Though the output of your dot matrix printer was unmistakable and monotonous, at least you never had to sweat the aesthetics of combining type. Matching heading fonts with body fonts, accent fonts and footnote fonts can be a touchy pursuit. Even perfectly balanced fonts can look ungainly and ugly next to the wrong neighbors. If type is the most important aspect of web design, then combining type is a critical skill.
Unfortunately, it’s also a hard skill to master intuitively. Sharpen your eye for font combinations by taking a crash course in type combination. These links are rife with great explanatory graphics and even better advice. You’ll be mixing type like a pro in no time.
Learn to Combine Fonts – the Essential Basics
When you need a type combination and you need it immediately, check out Douglas Bonneville’s 19 Top Fonts in 19 Combinations. This cheat sheet culls the 19 most popular web fonts, imagines them as headers, and pairs them with foolproof body text choices. Better yet, the convenient cheat sheet shows the pairings together, so that you can merely choose a duo that meets your needs.
For a more in-depth version, try this arrayed infographic codifying 22 possible type combinations. Though it doesn’t provide a visual key, it does offer a quick reference for the advisability of 484 possible pairings.
Get Help on Helvetica Combinations
And just because you’re entirely in need of some friends for Helvetica, keep this FontShop list handy. Helvetica-savant Indra Kupferschmidt provides an array of choice Helvetica helpers, as well as a first bit of insight into the theory of font pairings.

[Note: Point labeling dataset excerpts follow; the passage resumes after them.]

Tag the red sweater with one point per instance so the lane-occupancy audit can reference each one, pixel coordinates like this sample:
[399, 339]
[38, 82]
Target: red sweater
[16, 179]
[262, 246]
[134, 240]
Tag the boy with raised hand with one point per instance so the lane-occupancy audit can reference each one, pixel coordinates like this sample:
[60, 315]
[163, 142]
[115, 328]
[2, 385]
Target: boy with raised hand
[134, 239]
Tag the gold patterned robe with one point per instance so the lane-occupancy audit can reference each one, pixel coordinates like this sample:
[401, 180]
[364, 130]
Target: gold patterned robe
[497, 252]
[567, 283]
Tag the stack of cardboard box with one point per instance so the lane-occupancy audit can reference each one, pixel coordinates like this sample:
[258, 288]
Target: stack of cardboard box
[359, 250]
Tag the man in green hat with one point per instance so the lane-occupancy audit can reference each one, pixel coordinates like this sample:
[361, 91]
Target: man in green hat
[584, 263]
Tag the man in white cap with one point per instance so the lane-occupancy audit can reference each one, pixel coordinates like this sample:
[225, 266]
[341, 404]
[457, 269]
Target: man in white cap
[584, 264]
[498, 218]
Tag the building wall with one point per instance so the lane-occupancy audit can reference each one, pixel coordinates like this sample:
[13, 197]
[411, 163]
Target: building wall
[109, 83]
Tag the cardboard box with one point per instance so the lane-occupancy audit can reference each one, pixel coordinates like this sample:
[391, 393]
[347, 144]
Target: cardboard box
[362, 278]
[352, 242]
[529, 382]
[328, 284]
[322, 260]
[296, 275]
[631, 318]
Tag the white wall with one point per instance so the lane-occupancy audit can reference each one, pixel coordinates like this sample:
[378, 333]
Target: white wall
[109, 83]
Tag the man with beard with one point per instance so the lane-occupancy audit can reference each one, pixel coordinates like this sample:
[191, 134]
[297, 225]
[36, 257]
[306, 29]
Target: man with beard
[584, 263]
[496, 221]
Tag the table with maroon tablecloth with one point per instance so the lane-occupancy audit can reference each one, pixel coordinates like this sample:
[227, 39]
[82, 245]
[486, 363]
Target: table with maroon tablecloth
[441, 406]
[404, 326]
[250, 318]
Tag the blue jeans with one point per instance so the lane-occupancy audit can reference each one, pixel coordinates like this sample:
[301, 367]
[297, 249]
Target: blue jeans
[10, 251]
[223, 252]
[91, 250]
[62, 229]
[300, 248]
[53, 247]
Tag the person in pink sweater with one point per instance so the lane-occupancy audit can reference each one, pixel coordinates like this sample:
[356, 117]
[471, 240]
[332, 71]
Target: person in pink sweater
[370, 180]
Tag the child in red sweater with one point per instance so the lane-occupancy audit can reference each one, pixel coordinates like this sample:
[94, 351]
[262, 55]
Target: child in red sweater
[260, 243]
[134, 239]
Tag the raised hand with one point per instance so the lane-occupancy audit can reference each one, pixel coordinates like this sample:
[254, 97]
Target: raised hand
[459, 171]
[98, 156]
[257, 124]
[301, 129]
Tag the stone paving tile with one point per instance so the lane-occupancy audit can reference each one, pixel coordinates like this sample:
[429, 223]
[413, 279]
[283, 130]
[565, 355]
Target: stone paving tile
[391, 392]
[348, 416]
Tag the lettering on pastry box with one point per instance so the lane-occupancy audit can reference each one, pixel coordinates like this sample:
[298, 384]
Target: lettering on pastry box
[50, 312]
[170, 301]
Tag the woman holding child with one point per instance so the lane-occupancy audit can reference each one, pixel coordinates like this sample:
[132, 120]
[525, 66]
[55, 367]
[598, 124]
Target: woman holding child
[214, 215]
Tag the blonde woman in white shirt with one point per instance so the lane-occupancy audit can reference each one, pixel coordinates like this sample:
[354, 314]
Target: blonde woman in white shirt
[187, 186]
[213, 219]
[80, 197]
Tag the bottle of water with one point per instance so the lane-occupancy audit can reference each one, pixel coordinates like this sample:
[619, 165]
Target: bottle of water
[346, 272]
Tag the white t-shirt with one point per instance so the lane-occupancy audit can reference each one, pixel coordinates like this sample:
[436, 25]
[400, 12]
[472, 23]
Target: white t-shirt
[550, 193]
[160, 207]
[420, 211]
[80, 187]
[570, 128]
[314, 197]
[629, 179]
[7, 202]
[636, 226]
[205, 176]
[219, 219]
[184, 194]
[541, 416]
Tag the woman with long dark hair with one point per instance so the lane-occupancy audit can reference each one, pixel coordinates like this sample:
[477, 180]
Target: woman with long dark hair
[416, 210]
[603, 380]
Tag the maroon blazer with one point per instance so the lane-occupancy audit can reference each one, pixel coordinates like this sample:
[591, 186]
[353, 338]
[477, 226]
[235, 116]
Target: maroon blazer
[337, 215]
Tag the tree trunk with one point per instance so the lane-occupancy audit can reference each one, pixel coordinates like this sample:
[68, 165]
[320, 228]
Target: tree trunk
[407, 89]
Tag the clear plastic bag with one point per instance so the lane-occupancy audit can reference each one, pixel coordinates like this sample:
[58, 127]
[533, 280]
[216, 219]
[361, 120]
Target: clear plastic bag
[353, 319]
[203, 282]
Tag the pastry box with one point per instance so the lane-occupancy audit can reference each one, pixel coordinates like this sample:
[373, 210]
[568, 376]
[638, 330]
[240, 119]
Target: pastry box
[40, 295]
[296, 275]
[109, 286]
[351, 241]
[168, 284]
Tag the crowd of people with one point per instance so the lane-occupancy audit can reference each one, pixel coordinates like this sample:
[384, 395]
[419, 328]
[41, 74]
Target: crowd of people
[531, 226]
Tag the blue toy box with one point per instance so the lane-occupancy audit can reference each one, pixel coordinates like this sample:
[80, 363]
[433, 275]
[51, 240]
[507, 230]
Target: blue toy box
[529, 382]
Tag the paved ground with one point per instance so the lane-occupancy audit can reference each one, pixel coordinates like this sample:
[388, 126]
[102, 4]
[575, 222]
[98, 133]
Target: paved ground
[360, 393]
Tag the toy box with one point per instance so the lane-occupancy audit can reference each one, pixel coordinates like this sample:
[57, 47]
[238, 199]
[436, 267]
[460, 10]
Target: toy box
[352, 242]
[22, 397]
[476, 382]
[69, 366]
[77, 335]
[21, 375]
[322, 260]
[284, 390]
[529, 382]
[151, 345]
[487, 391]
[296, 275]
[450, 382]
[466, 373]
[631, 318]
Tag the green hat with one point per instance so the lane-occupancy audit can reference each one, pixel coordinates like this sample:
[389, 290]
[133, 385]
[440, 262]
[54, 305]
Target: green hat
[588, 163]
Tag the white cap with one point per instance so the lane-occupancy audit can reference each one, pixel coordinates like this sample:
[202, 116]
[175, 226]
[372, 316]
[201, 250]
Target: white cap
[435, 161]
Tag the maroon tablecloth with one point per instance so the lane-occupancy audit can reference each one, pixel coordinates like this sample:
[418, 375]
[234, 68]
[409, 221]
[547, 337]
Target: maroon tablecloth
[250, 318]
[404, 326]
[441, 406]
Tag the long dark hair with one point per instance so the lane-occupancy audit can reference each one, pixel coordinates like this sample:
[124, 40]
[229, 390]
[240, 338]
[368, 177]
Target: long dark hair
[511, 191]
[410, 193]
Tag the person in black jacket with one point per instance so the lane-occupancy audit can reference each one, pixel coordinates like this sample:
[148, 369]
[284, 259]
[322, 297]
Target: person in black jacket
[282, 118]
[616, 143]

Learn to Create Well-Balanced Contrast Pairings
With those immediately accessible type pairings at your elbow, it’s time to incorporate a bit of theory so that you can choose your own. A common theme in the cheat sheets is contrast – for example, serif typefaces are paired with sans-serifs, and vice-versa. Yet the key to well-balanced contrast pairings is to look for subtle similarities. Take a gander at Peatah.org’s combination chart, and follow up with BigBrand’s golden combination rule: Look for similarities in the letters a, g and e.
Hoefler and Frere-Jones’ Four Ways to Mix Fonts explores a breadth of font combination concepts and their uses. This article and its multitude of examples provide guidelines rather than dogmatic combinations. The most necessary quality of a pairing is that both unity and variety are preserved. H&FJ’s pivotal tenet: When combining fonts, let one design feature stay the same. Let one other thing vary.
These links alone should be enough to serve your basic font combination needs. For advanced study, try Robin Williams’ well-considered Layers Magazine article or Dmitry Kirsanov’s article on type matching theory.